Virtual Mentor. April 2003, Volume 5, Number 4.
When Disability Is in Question
A patient and physician must have a strong line of communication when dealing with pain that has no clear causes.
Commentary by Guy Micco, MD
Dr. Lowe, a family practice physician, has been following Mrs. Darrell for many years—since her kids, now grown and married (one divorced) were in their teens. She is 56 years old, has diabetes, for which she takes glyburide, and is overweight, but active. She raised the 4 children on her own and is now serving in the role of "mother" to one of her granddaughters.
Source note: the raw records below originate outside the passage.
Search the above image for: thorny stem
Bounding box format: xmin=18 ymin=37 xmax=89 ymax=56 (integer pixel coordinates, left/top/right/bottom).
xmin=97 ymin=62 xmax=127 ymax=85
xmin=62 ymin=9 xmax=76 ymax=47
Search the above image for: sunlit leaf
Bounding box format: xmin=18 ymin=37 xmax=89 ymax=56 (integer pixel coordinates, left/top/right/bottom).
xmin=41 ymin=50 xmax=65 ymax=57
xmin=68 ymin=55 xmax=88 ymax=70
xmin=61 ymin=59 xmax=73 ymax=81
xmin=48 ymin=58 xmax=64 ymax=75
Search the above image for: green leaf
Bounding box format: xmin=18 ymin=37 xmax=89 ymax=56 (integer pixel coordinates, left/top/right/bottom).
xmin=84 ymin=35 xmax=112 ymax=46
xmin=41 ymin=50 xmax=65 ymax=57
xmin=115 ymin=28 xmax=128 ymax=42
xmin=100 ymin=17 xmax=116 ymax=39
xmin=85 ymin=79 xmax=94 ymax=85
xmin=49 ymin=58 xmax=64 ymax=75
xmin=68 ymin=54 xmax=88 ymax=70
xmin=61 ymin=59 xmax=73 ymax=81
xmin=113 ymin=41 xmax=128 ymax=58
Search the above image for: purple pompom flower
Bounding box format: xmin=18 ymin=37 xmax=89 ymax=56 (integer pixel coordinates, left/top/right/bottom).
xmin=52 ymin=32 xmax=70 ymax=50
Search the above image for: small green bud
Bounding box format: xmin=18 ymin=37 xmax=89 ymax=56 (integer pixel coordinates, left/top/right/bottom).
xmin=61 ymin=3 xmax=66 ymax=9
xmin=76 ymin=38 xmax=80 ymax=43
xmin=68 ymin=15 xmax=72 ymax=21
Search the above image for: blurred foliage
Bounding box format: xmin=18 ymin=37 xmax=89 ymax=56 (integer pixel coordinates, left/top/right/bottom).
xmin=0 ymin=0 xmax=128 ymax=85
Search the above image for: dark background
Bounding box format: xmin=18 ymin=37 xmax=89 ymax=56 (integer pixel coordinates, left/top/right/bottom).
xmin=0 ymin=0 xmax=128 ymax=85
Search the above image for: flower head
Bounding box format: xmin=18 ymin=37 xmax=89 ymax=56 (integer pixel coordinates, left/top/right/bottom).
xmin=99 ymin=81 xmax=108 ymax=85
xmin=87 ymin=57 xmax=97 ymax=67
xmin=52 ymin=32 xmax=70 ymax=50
Mrs. Darrell works from 10 to 4 each day as a certified nurse's aide. She was employed by an agency that supplied home care personnel for the chronically ill, those convalescing, and, increasingly, for elderly individuals who wanted to stay in their own homes. Through the agency, Mrs. Darrell was assigned to a particular client, a woman in her 80s who wanted daily help. Mrs. Darrell cemented a relationship with the client and, after a few months, left the agency and made a private arrangement with her client.
Mrs. Darrell was involved in a traffic accident about 3 months ago. Standing at a rural railroad crossing, about third in line, Mrs. Darrell was hit from behind. The car was not traveling fast, and Mrs. Darrell did not hit the car in front of her. She came to Dr. Lowe the next day with neck pain. Her neurological exam was nonfocal and consistent with muscle strain. He prescribed some non-steroidals and told her to wear a cervical collar. He told her to come back if her neck did not feel better in 7 to 10 days. When Mrs. Darrell returned in 3 days, the pain was worse, not better. Her shoulder hurt now, also, and she said that she felt weaker in her left arm; she had trouble supporting her client, who weighed 128 lbs, when helping her in and out of her wheel chair or while bathing her.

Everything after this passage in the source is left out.